Having been so very struck by Russell and Frege as a student — a long time ago in a galaxy far, far away — I have always wanted some form of logicism to be true. And the deviant form canvassed by Tennant back in his rich 1987 book Anti-Realism and Logic (I mean, deviating from neo-Fregean version we all know) is surely worth more attention than it has widely received. So I’m looking forward to reading Tennant’s latest defence of his form of logicism, in his new book The Logic of Number, published a few weeks ago at a typically extortionate OUP price.

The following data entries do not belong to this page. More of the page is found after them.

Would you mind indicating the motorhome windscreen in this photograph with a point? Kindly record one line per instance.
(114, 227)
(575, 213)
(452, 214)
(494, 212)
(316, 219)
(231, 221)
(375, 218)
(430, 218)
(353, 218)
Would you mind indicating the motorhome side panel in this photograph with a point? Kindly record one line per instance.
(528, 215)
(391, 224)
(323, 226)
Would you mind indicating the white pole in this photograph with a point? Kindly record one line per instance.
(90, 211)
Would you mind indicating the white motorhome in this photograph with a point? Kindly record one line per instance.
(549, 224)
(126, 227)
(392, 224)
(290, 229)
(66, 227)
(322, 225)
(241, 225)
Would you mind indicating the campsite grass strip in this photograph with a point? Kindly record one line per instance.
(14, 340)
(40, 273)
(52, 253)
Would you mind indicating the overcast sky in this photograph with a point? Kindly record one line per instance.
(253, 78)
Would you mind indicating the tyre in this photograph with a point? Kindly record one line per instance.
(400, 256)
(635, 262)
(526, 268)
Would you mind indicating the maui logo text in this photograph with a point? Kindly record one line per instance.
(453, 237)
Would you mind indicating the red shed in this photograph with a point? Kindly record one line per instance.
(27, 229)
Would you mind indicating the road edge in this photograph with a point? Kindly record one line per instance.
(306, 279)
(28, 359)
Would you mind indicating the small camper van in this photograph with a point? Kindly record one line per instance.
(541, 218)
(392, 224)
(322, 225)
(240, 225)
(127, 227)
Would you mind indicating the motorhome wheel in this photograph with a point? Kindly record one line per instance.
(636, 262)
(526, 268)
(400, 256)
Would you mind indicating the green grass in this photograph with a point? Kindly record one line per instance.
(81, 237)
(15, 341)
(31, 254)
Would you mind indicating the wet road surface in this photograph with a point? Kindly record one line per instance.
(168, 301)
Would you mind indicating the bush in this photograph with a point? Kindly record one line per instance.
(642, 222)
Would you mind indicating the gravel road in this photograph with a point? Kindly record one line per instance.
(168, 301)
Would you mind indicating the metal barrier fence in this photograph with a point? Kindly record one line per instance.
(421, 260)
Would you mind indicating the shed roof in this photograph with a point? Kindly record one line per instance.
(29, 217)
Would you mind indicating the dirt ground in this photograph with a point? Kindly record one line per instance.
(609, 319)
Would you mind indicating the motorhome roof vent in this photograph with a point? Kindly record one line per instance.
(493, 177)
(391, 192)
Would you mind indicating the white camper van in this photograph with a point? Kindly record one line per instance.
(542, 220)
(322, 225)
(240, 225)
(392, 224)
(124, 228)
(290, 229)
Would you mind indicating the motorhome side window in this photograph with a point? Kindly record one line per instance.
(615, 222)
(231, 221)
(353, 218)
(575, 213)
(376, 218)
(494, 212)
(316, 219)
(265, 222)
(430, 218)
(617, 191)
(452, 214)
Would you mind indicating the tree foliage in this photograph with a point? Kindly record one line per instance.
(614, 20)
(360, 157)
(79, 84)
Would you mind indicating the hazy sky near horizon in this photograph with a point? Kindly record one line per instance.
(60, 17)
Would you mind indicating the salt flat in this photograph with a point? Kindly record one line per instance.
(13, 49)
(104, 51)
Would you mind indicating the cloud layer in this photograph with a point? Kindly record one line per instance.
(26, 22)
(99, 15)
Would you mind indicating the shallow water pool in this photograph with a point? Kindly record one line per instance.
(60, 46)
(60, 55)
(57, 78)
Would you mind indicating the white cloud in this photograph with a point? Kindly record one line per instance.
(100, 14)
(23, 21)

On a quick browse, the book goes in a somewhat different direction to what I was expecting, having read Tennant’s 2008 piece ‘Natural Logicism via the Logic of Orderly Pairing’. The additional new apparatus for developing arithmetic added in that paper seems not to be in play again here. Rather, the book doesn’t (I think) develop arithmetic as far, but instead goes on to discuss logicist accounts of rationals and reals.
I’ll perhaps try to say something more about the book in due course, when some other reading commitments are done and dusted. Meanwhile you might well in fact be able to take a look if interested. For The Logic of Number, I’m glad to say, has just been also made available at Oxford Scholarship Online. So if your university library has a suitable OUP subscription, it should be free to read.